La célula F+ transfiere una de las dos cadenas del DNA plasmídico. La otra cadena de DNA plasmídico se sintetiza ambas células por replicación.
Cuando el plásmido F se integra en el cromosoma, concretamente, en zonas donde encuentre una secuencia de inserción (IS) se forma una célula Hfr. La célula Hfr transfiere a la célula F- una parte del DNA plasmídico, y junto a éste DNA cromosómico. Este fragmento de DNA bacteriano puede estabilizarse en la célula F- si se integra en su cromosoma por recombinación.

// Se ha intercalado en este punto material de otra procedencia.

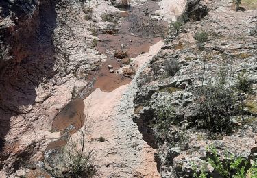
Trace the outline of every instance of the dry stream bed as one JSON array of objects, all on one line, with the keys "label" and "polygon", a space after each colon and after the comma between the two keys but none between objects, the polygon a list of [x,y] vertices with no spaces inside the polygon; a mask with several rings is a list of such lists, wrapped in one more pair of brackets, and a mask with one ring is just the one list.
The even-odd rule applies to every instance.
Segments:
[{"label": "dry stream bed", "polygon": [[[151,18],[158,9],[158,4],[153,1],[148,1],[143,5],[130,6],[125,10],[123,10],[120,14],[116,14],[119,21],[119,25],[114,23],[115,27],[119,29],[117,33],[98,34],[99,40],[96,48],[108,57],[107,60],[101,64],[99,70],[89,73],[88,84],[55,117],[52,130],[60,131],[61,138],[48,145],[45,152],[45,155],[49,157],[48,161],[58,157],[71,136],[83,127],[85,119],[84,100],[92,97],[92,93],[97,88],[109,93],[130,84],[134,74],[122,75],[117,71],[121,71],[121,68],[126,66],[136,72],[138,66],[131,64],[130,58],[148,52],[151,46],[162,40],[161,36],[167,23]],[[121,58],[122,59],[115,58],[115,51],[125,52],[126,56]],[[112,66],[114,73],[110,72],[108,65]]]}]

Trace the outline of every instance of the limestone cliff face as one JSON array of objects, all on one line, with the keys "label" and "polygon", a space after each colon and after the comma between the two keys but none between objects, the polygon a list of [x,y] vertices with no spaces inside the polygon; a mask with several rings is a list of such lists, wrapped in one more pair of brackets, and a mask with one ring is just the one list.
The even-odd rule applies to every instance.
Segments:
[{"label": "limestone cliff face", "polygon": [[[79,5],[70,1],[0,3],[0,42],[8,57],[1,62],[1,177],[24,161],[42,158],[49,142],[59,137],[50,131],[54,116],[73,92],[86,84],[86,73],[99,60],[90,47],[92,37],[85,40],[89,22]],[[82,55],[86,50],[91,53]]]},{"label": "limestone cliff face", "polygon": [[14,61],[21,62],[27,55],[22,42],[33,36],[39,26],[39,1],[3,1],[0,6],[0,41],[10,49]]}]

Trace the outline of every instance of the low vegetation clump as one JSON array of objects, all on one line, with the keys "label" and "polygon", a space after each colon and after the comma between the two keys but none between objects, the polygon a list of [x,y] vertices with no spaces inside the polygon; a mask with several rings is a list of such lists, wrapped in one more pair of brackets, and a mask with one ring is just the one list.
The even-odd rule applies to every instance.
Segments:
[{"label": "low vegetation clump", "polygon": [[240,4],[241,3],[241,0],[233,0],[233,3],[236,5],[236,10],[239,10],[240,8]]},{"label": "low vegetation clump", "polygon": [[106,138],[104,137],[99,137],[99,138],[98,139],[99,142],[101,143],[101,142],[104,142],[106,141]]},{"label": "low vegetation clump", "polygon": [[223,68],[215,82],[202,84],[195,89],[197,112],[201,120],[198,127],[226,134],[232,129],[232,117],[241,116],[242,122],[244,121],[244,96],[251,91],[252,83],[245,72],[238,75],[233,86],[230,79],[229,73]]},{"label": "low vegetation clump", "polygon": [[254,27],[252,29],[251,29],[250,35],[254,36],[257,36],[257,23],[255,25]]},{"label": "low vegetation clump", "polygon": [[0,44],[0,63],[12,58],[12,57],[9,55],[9,47],[5,47],[3,44]]},{"label": "low vegetation clump", "polygon": [[82,8],[84,13],[85,13],[85,20],[89,21],[92,19],[93,8],[88,6],[84,6]]},{"label": "low vegetation clump", "polygon": [[[223,160],[221,160],[217,149],[213,146],[208,147],[207,162],[213,168],[219,173],[220,176],[224,178],[255,178],[257,177],[257,162],[251,165],[250,161],[242,157],[236,157],[234,155],[227,153]],[[193,177],[207,178],[208,173],[204,170],[206,165],[200,165],[201,170],[197,173],[197,166],[193,163],[194,170]]]},{"label": "low vegetation clump", "polygon": [[141,36],[153,38],[162,36],[167,32],[167,27],[158,20],[138,18],[133,21],[130,31]]},{"label": "low vegetation clump", "polygon": [[198,42],[205,42],[208,40],[208,33],[205,31],[197,31],[194,36],[194,38]]},{"label": "low vegetation clump", "polygon": [[178,60],[176,59],[171,59],[164,62],[164,69],[168,75],[174,76],[180,70]]},{"label": "low vegetation clump", "polygon": [[199,50],[204,49],[204,42],[208,40],[208,33],[205,31],[197,31],[194,36],[194,38],[197,40],[196,45]]},{"label": "low vegetation clump", "polygon": [[171,42],[182,29],[184,22],[181,18],[178,18],[177,21],[171,21],[169,23],[169,29],[166,33],[165,41],[167,43]]},{"label": "low vegetation clump", "polygon": [[171,22],[169,24],[169,28],[173,32],[175,32],[176,35],[178,35],[180,31],[182,29],[183,25],[184,25],[184,23],[180,21],[177,21],[175,22]]},{"label": "low vegetation clump", "polygon": [[119,32],[119,29],[117,28],[116,24],[108,24],[103,31],[104,34],[116,34]]}]

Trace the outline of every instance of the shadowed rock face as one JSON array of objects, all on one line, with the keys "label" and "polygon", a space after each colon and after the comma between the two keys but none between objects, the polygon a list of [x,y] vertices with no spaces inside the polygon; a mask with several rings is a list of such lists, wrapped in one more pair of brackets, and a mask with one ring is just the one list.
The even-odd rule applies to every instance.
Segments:
[{"label": "shadowed rock face", "polygon": [[[38,6],[36,1],[14,1],[9,6],[5,1],[1,3],[3,8],[1,16],[10,17],[5,19],[5,24],[1,26],[0,33],[4,37],[1,42],[10,47],[10,53],[12,55],[12,60],[5,62],[1,71],[0,149],[2,151],[4,138],[11,127],[12,117],[20,116],[25,120],[29,118],[29,111],[36,99],[36,88],[54,74],[56,52],[52,34],[56,27],[55,2],[44,1]],[[29,123],[22,125],[29,127]],[[19,129],[16,131],[22,132]],[[5,142],[6,147],[10,144],[9,141]],[[33,144],[28,145],[27,153],[16,153],[12,156],[28,160],[32,152],[35,151],[34,147]],[[1,153],[2,166],[11,151],[9,148]],[[10,168],[15,171],[20,164],[17,161]]]},{"label": "shadowed rock face", "polygon": [[186,3],[185,14],[190,19],[199,21],[206,16],[208,12],[206,5],[201,3],[200,0],[189,0]]}]

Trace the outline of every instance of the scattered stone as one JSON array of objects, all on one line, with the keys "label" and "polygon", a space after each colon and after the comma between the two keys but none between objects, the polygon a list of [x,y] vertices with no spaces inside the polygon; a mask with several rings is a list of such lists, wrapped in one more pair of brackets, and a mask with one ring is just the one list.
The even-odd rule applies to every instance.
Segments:
[{"label": "scattered stone", "polygon": [[113,68],[113,66],[112,65],[108,65],[108,68],[112,69],[112,68]]}]

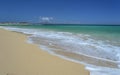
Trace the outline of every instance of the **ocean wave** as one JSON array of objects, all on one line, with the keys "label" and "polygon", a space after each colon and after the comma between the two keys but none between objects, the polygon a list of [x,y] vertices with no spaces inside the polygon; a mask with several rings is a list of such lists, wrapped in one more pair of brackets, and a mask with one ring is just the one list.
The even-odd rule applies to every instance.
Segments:
[{"label": "ocean wave", "polygon": [[[21,32],[24,34],[31,34],[28,37],[29,43],[34,43],[47,50],[51,54],[55,54],[57,51],[70,52],[77,55],[83,55],[93,59],[99,59],[101,61],[107,61],[116,63],[117,69],[107,66],[106,68],[92,64],[89,62],[79,61],[75,62],[84,63],[91,73],[91,75],[118,75],[120,73],[120,47],[109,44],[103,40],[96,40],[89,34],[74,34],[70,32],[55,32],[39,29],[24,29],[13,27],[1,27],[7,30]],[[62,58],[68,58],[67,56],[55,54]],[[98,61],[98,60],[97,60]],[[94,61],[96,62],[96,61]],[[99,61],[98,61],[99,62]]]}]

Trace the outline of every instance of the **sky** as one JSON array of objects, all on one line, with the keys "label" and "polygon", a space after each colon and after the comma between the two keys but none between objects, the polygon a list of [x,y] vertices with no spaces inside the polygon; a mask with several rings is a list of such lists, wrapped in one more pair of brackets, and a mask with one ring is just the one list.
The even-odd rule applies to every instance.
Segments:
[{"label": "sky", "polygon": [[0,0],[0,22],[120,24],[120,0]]}]

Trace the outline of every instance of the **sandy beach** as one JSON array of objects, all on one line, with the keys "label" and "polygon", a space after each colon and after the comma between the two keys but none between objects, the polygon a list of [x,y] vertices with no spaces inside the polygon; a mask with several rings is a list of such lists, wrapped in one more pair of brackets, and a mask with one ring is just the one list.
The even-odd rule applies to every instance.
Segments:
[{"label": "sandy beach", "polygon": [[28,44],[27,36],[0,29],[0,75],[89,75],[84,65]]}]

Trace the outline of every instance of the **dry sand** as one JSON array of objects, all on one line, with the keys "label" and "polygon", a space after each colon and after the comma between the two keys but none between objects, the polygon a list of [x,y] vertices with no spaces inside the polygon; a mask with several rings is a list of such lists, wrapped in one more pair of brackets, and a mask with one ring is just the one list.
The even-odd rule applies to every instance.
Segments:
[{"label": "dry sand", "polygon": [[27,36],[0,29],[0,75],[89,75],[84,65],[27,44]]}]

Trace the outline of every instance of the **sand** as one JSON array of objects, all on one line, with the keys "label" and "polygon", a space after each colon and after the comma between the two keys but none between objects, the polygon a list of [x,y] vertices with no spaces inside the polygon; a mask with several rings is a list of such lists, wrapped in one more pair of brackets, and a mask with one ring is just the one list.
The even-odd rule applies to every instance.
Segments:
[{"label": "sand", "polygon": [[53,56],[26,40],[26,35],[0,29],[0,75],[89,75],[84,65]]}]

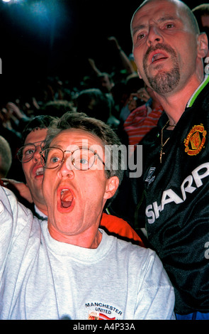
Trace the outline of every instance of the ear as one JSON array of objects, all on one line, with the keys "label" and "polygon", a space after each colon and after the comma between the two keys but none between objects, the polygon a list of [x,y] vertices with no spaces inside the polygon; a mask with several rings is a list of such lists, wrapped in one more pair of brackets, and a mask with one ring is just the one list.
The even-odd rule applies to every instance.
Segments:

VIRUS BACTERIÓFAGOS Y TRANSDUCCIÓN Un virus bacteriano transfiere ADN de una célula bacteriana a otra y este proceso se denomina TRANSDUCCIÓN.
Los virus bacteriófagos cuando infectan una bacteria, cogen parte de su genoma, y cuando infectan una segunda bacteria le introducen este anterior fragmento.
Esto se puede llevar a cabo por la presencia de una estrecha relación entre el virus y la bacteria. Los virus reconocen una parte de la membrana de la bacteria para poderse engancharse a ella. Dependiendo del tipo de virus, reconoce una parte esta membrana u otra por la presencia de una estructura diferente.
TRANSDUCCIÓN GENERALIZADA Es llevada a cabo por virus virulentos (= CON CICLO LÍTICO): “cualquier” gen de la célula donadora puede ser transferido, puesto que los enzimas víricos implicados en el empaquetamiento del ADN viral, empaquetan “por error” DNA bacteriano. Los fagos que contienen ADN bacteriano se denominan “partículas transductoras”.
Finalmente, la bacteria estallará y liberará todos los virus. En ese proceso de producción de los nuevos viriones, puede suceder que parte de los fragmentos del cromosoma bacteriano, al azar, queden encapsulados dentro de los viriones. Dentro de la nueva generación de viriones que salen, tendremos viriones que presentan dentro de la cápsile genes bacterianos. Estas bacterias podrán llevar a cabo la transducción con otras bacterias.
TRANSDUCCIÓN ESPECIALIZADA Es realizada por virus atemperados (=CON CICLO LISOGÉNICO y LÍTICO). El ADN viral se integra en el ADN bacteriano (ejem. fago λ) en un lugar concreto del cromosoma.
Cuando se induce el ciclo lítico el “profago” sale del DNA bacteriano y arrastra genes bacterianos adyacentes al punto de inserción que quedarán incluidos en las partículas transductoras. Así, en la transducción especializada siempre se transfieren genes concretos del hospedador.
Un virus atemperado es aquel que pude integrar el genoma integrado en el cromosoma bacteriano. De esta forma, se infecta mucha cantidad de población sin que el virus tenga que replicarse.
Para que se desarrolle el ciclo lítico, el genoma viral tiene que salir del cromosoma bacteriano. Puede suceder que este genoma salga del cromosoma bacteriano sin arrastrar nada. Pero puede suceder que el genoma viral, al salir de genoma bacteriano, arrastra genes de la bacteria hospedadora que irá trasmitiendo a los siguientes virus.
Que suceda esto dependerá del estado nutricional y energético de esa bacteria.